Share data versions & ids Stephanie Stuck

SHARE data versions & IDs

  • Stephanie Stuck

  • MEA

  • Antwerpen February 2008

Data versions and ID-variables

sampid rules (old)

  • Digits 1-2: country code (e.g. 23 for Belgium French speaking)

  • Digits 3-5: wave indicator (042 for wave 1 and 062 for wave 2 main survey)

  • Digits 6-11: household ID

  • Digits 12-13: longitudinal household split indicator 00 by default, if respondent moves out based on respid, e.g. if ‘moving out respondent’ has respid 01 it is changed to 01

  • Examples 1104200010000: Austria, starting in wave 1 (longitudinal sample) 2306214010300: Belgium (French), starting in wave 2 (refresher)

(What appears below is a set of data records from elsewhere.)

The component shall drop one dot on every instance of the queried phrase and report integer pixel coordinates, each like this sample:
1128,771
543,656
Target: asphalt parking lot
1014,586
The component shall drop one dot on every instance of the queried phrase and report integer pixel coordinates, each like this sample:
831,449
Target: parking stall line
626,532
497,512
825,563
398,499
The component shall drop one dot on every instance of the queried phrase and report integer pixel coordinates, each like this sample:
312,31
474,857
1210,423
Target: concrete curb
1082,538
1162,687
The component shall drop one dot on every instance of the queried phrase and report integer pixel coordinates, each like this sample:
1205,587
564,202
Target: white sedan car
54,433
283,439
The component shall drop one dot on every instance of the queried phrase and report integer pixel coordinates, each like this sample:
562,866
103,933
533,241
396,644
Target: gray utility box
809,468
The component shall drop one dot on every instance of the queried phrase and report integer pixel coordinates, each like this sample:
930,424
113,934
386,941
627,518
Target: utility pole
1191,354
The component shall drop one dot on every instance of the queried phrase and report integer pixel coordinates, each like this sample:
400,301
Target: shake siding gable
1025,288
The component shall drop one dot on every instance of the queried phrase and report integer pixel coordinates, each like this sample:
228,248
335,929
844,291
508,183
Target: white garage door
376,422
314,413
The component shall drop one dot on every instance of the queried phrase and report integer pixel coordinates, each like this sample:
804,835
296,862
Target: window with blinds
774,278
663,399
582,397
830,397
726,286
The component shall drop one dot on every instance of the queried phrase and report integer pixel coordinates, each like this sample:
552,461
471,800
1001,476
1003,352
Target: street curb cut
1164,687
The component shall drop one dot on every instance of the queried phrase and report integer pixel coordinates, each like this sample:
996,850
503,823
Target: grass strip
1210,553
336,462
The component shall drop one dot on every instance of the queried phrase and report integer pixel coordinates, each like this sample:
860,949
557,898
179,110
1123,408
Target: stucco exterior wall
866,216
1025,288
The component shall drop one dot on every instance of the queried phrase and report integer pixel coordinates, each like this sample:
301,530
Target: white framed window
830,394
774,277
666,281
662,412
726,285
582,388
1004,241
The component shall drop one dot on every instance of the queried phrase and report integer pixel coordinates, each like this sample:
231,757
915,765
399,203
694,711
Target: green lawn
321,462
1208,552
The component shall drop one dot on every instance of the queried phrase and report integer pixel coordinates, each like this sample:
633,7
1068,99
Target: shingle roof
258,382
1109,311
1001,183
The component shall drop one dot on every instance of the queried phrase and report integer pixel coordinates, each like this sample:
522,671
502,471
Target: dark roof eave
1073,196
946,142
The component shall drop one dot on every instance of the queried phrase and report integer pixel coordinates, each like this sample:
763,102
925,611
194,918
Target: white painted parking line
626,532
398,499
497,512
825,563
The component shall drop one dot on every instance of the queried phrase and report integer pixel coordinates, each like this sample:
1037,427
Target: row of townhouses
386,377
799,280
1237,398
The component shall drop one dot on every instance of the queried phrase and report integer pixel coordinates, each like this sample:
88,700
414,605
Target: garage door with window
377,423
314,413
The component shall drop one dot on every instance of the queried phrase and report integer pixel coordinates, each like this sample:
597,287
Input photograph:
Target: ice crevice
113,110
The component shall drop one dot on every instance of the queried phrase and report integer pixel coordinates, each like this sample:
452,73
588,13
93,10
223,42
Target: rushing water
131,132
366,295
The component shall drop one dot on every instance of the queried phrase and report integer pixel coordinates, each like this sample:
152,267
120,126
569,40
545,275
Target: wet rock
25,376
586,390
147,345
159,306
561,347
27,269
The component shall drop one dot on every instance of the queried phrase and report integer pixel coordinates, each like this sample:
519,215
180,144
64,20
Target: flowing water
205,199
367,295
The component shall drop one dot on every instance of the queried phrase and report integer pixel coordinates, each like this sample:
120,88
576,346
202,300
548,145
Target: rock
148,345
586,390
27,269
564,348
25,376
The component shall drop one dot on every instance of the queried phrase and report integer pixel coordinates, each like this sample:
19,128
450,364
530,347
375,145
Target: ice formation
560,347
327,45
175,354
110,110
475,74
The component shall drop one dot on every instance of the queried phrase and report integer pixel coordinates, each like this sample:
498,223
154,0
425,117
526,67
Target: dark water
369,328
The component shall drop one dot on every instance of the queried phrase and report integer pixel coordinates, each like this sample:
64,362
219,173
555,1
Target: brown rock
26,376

  • One needs to combine sampid with the respondent ID (respid) to identify and merge cases on the respondent level

  • Merging problems esp. for split households / ‘moving’ respondents across waves

  • We will change the system and

  • We will divide sampid into different parts:

    • household id (fixed part and split indicator if needed)
    • new wave indictor variable ‘wi’ indicates when a household first entered the sample

New household identifier hhid1 (internal) & hhid (public)

  • Digits 1-2: country code in letters. e.g. AT for Austria, Bf for Belgium French speaking (internal)

  • Digits 3-8: fixed household ID This part will not change across waves if household splits off

  • Digit 9: one digit added to the fixed household id to identify whether it is an ‘additional’ household that resulted from a split,

    • A for all ‘original’ household (all in wave 1, refresher in wave 2)
    • B used only if a household has split. A is than still used for the ‘first’ part of the household and B for the ‘splitting part’ (the one that is interviewed second, normally the one that moved out)
    • C is used for very rare case of split off household when original household in wave 1 consisted of 3 eligible sisters for example and split in 3 parts.
  • Examples for new household id AT100100A: Austria, ‘original’ household AT100100B: Austria, split off household Bf140103A: Belgium French speaking household (internal)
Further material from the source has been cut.